摘要: 叶面积影响着树木干物质的生产,进而影响树木乃至整个林分的生长,而叶面积准确估计对分析树木和林分生长具有重要作用.本研究基于黑龙江省长白落叶松人工林中76株解析木数据,分别建立枝条层面和单木层面的叶面积预估模型.结果表明: 考虑样木层次随机效应的最优枝条叶面积混合效应模型包含lnBD(BD为枝条基径)、lnRDINC(RDINC为相对着枝深度)和lnCR(CR为冠长率)3个随机效应参数,具体形式为:lnBLA=β1+(β2+b2)lnBD+(β3+b3)lnRDINC+β4lnDBH+β5lnHT/DBH+(β6+b6)lnCR,其中:βibi分别是模型的固定效应参数和随机效应参数;DBH为树木胸高处直径;HT/DBH为树高与胸径的比值.模型的修正决定系数(Ra2)为0.90,均方根误差(RMSE)为0.5477,平均偏差(ME)为-0.03,平均绝对偏差(MAE)为0.24,预测精度(P)为91%,枝条叶面积预估模型的预估效果较好.以枝条叶面积预估模型为基础,计算树冠叶面积并建立树冠叶面积预估模型,最终形式为:lnCLA=γ0+γ1lnDBH+γ2CR,其中,γi为模型参数.似然比检验结果(P>0.05)说明该模型不用考虑样地层次的随机效应.本研究所建立的立木树冠叶面积预估模型的决定系数(R2)为0.87,RMSE为0.3847,拟合效果好,可以很好地预测人工长白落叶松立木树冠叶面积,为以后叶面积分布和光合作用的研究提供了理论基础.

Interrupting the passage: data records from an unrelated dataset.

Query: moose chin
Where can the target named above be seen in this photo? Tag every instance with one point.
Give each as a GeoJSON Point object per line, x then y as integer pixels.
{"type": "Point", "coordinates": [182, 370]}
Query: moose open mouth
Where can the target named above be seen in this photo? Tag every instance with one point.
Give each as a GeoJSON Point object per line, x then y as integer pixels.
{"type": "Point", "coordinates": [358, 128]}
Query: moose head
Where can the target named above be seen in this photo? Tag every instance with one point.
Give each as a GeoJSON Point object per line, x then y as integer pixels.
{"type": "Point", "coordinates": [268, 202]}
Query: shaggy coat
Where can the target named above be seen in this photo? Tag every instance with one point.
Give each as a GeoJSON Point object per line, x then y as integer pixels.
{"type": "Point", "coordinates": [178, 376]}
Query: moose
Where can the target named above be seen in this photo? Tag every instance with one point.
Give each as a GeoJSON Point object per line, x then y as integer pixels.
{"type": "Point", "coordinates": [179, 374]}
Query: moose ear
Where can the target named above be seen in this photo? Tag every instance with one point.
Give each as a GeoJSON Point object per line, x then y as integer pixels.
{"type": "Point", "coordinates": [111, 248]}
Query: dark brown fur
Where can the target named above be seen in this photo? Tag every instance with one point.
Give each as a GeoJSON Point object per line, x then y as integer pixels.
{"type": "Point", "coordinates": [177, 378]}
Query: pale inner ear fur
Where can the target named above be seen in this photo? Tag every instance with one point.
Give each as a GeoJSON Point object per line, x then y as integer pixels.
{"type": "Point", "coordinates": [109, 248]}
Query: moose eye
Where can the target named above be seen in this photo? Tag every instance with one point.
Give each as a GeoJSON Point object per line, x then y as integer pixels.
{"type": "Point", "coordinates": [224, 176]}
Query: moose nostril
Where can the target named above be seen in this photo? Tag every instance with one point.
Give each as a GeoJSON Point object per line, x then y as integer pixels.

Abstract: Leaf area influences dry matter production of trees, as well as the growth of trees and forest stands. The accurate estimation of leaf area plays an important role in analyzing the growth of trees and forest stands. Based on data of 76 Larix olgensis trees in a plantation of Heilongjiang Province, predicting models of branch leaf area (BLA) and crown leaf area (CLA) were constructed, respectively. The results showed that a form of lnBLA=β1+(β2+b2)lnBD+(β3+b3)lnRDINC+β4lnDBH+β5lnHT/DBH+(β6+b6)lnCR was selected as the optimal BLA mixed-effect model with the considera-tion of tree-level random effects, composed of three random-effect on lnBD, lnRDINC and lnCR (βi represented model fixed parameters, bi represented model random-effect parameters, BD was branch diameter, RDINC was the relative depth into crown from tree apex, DBH was tree diameter at breast height, HT/DBH represented the ratio of tree height to DBH, and CR represented the ratio of crown length to tree height). The adjusted coefficient of determination (Ra2), residual mean squares error (RMSE), mean error (ME), mean absolute error (MAE) and precision estimation (P) of the optimal BLA mixed model were 0.90, 0.5477, -0.03, 0.24 and 91%, respectively, indicating the model had a good performance in predicting. The CLA was calculated by predicted values of all branches based on developed BLA model and the final form of CLA model was as follows: lnCLA=γ0+γ1lnDBH+γ2CR (γi, model parameters). Results of likelihood ratio test (P>0.05) showed that plot-level random effect had no influence on the model performance, which can be ignored. The CLA model got a good-fitting effect with R2 and RMSE being 0.87 and 0.3847, respectively. The CLA predicting model developed in this study could provide a good prediction of CLA for L. olgensis trees and provided a theoretical basis for the research on distribution of leaf area and photosynthesis.